Baldwin and Simon crossed the pasture behind the tavern and forded the river, then followed the riverbank on an old trackway among tall trees. After a half mile, they were out
of the woods and their left flank was bounded by ferns and furze. They saw the path of which the innkeeper had spoken. Here they turned off and began to climb, a steep ascent at the side of a
stream.
They walked in companionable silence for a while, and then Simon said, ‘Women can sometimes be right when they fear for their man’s safety.’

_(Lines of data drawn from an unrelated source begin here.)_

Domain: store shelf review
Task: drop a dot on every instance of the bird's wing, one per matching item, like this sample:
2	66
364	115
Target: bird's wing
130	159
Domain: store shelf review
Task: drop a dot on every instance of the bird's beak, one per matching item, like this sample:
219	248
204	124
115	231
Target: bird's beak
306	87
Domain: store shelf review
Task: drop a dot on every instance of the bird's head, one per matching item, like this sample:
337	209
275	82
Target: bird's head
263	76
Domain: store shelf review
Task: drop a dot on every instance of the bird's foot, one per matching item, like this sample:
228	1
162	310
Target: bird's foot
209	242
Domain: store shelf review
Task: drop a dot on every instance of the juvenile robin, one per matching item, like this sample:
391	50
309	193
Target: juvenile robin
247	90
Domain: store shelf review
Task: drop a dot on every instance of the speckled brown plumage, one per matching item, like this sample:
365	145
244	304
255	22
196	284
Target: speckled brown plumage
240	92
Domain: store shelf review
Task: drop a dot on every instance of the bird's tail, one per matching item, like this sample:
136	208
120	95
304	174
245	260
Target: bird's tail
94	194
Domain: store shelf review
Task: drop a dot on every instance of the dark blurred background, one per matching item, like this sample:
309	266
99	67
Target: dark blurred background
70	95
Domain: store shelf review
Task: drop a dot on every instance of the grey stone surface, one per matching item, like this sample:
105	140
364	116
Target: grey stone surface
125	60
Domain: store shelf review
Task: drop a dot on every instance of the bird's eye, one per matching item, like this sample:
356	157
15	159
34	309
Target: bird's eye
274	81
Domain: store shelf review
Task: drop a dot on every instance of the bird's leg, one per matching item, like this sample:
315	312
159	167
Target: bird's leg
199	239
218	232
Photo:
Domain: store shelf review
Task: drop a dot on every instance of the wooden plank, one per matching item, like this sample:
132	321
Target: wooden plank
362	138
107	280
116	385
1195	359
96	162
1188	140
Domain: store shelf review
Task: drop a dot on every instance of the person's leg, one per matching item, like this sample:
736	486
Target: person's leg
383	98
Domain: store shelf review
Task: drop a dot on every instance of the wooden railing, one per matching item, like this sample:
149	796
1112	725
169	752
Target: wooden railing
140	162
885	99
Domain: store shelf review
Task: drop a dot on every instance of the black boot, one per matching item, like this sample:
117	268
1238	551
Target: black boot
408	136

‘Superstition!’ Baldwin spat. ‘It is all about us here. The people fear vampires or the discovery of a Purveyor, and at least the second is likely. The taxes which Roger will
impose on them all will be enormous, let alone the punishment to be meted out to the killers.’
They had reached the top of the slope and it now became shallower. Baldwin stood and rested his hands on his hips, staring back.
Behind them the vill was concealed by the curve of the hill. There was a constant noise of water, but over all there was the whistle of wind in their ears. ‘Look at all this,’
Baldwin said, flinging an arm in the general direction of the scene. ‘Beautiful! Clean, unsullied land, ready to be farmed and improved by men. This is the fourteenth century since the birth
of Christ, and Jeanne and you would have me believe in some spirit of the moor that seeks my death! Ludicrous!’
‘There is something here.’
‘From the time that the first people came here,’ Baldwin said, ‘when Brutus escaped from Troy and defeated the giants who lived here, the moors have been Christian.’
‘I know my history too, Baldwin. But if that is so, what of the vampires?’
‘Stories to scare children.’
‘They seem to have upset several people here. Could it have caused the strange atmosphere?’
‘Fools, the lot of them. Vampires, indeed!’
‘It was you who told me of them,’ Simon pointed out.
‘Yes, well.’ Baldwin was reluctant to confess that it was a joke which had turned sour. He said lamely, ‘I thought you would be interested, that was all.’
They had reached a thin track, little more than a sheep’s path, and turned along it. The ground was soon boggy, and their boots grew stained from the peat-laden soil as they marched along
a stretch which passed through a series of streams, each glinting and sparkling in the sunlight. Aylmer chased after a rabbit, exulting in his freedom and the space.
‘Look at it, Simon! How could anyone think that this place was in any way cursed?’
‘You are seeing it on a clear bright day, Baldwin. I’ve been on the moors in rain and snow. It gives you a different perspective.’
‘Perhaps. Look! That must be the place,’ Baldwin said, pointing to the long, low shape of the warren and the circular hut beyond.
They trudged on, but suddenly a cloud passed over the sun and blotted out the light. In an instant, the pretty streams became dull lead, the air was chilled, and Simon felt a shiver rack his
frame. Baldwin said nothing, but Simon wondered whether the spirit of the moors had been offended by his levity.
‘What an unpleasant little shack,’ Baldwin said.
Looking at the corpses of magpies and crows dangling on the wall of the warren, Simon had to agree. It lent a chilling feel to the place. Simon stood gazing about him while Baldwin beat upon the
door.
There was the huge mass of Cosdon Hill south and east, while westwards he could see the tiny hamlet of Belstone, and directly south there was the valley of the Taw, but as he looked that way, he
felt his trepidation increase.
‘Baldwin?’
‘No one here. What is it?’
‘Look.’
‘A mist?’ Baldwin said. He shrugged.